The second approach is of course more modular and may be applicable if the goal is to process many different files format, whereby each new format requires piecing together components with no or little coding. Whatever the approach used for the input / parsing of the file(s), the SnapLogic framework remains available to create pipelines to then process the parsed input in various fashion.
My understanding of the question therefore prompted me to suggest SnapLogic as a possible framework for the problem at hand, because I understood the gap in feature concerning the "codeless" parsing of odd-formatted files, but also saw some commonality of features with regards to creating various processing pipelines.
I also edged my suggestion, with an expression like "inspire onself from", because of the possible feature gap, but also because of the relative lack of maturity of the SnapLogic offering and its apparent commercial/open-source ambivalence.
(Note: this statement is neither a critique of the technical maturity/value of the framework per-se, nor a critique of business-oriented use of open-source, but rather a warning that business/commercial pressures may shape the offering in various direction)
To summarize:
Depending on the specific details of the vision expressed in the question, SnapLogic may be worthy of consideration, provided one understands that "some-assembly-required" will apply, in particular in the area of file parsing, and that the specific shape and nature of the product may evolve (but then again it is open source so one can freeze it or bend it as needed).
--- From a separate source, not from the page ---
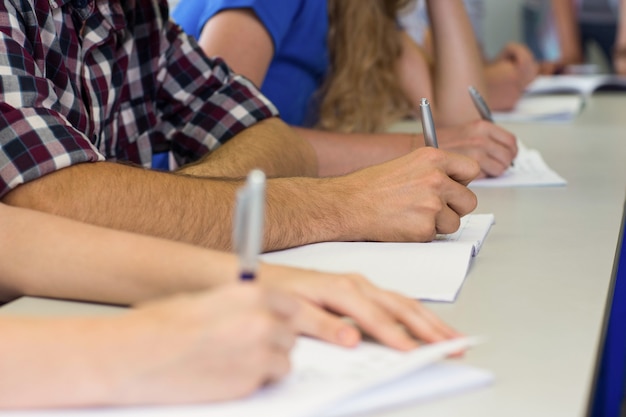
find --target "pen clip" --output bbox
[420,98,439,148]
[233,170,265,279]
A more generic remark is that SnapLogic is based on Python which is a very swell language for coding various connectors, convertion logic etc.
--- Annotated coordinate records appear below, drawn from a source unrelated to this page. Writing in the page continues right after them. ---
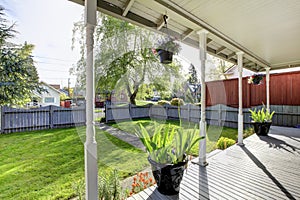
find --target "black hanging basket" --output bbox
[157,49,173,64]
[251,122,272,135]
[148,157,187,195]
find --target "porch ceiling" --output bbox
[70,0,300,71]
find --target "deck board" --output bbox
[130,127,300,200]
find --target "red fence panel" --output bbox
[206,71,300,108]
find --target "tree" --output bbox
[0,6,43,106]
[73,14,180,104]
[188,63,199,84]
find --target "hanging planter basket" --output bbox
[157,49,173,64]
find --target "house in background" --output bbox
[27,82,61,107]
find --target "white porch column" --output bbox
[236,52,244,145]
[197,29,208,166]
[266,67,270,112]
[84,0,98,200]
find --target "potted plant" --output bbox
[136,123,203,195]
[156,37,181,64]
[249,107,275,135]
[248,74,264,85]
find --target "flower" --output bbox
[156,36,181,54]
In reply to Paul Nathan you mentioned writing throwaway code as something rather unpleasant. I don't see why it should be so. After all, all of our code will be thrown away and replaced eventually, no matter how perfect we wrote it. So my opinion is that writing throwaway code is pretty much ok, if you don't spend too much time writing it.
So, it seems that there are two approaches to solving your solution: either a) find some specific tool intended for the purpose (parse data, perform some basic operations on it and storing it in some specific structure) or b) use some general purpose language with lots of libraries and code it yourself.
I don't think that approach a) is viable because sooner or later you'll bump into an obstacle not covered by the tool and you'll spend your time and nerves hacking the tool, or mailing the authors and waiting for them to implement what you need. I might as well be wrong, so please if you find a perfect tool, drop here a link (I myself am doing lots of data processing in my day job and I can't swear that I couldn't do it more efficiently).
Approach b) may at first seem "unpleasant", but given a nice high-level expressive language with bunch of useful libraries (regexps, XML manipulation, creating parsers...) it shouldn't be too hard, and may be gradually turned into a DSL for the very purpose. Beside Perl which was already mentioned, Python and Ruby sound like good candidates for these languages (I bet some Lisp derivatives too, but I have no experience there).
You might find AntlrWorks useful if you go so far as defining formal grammars for what you're parsing.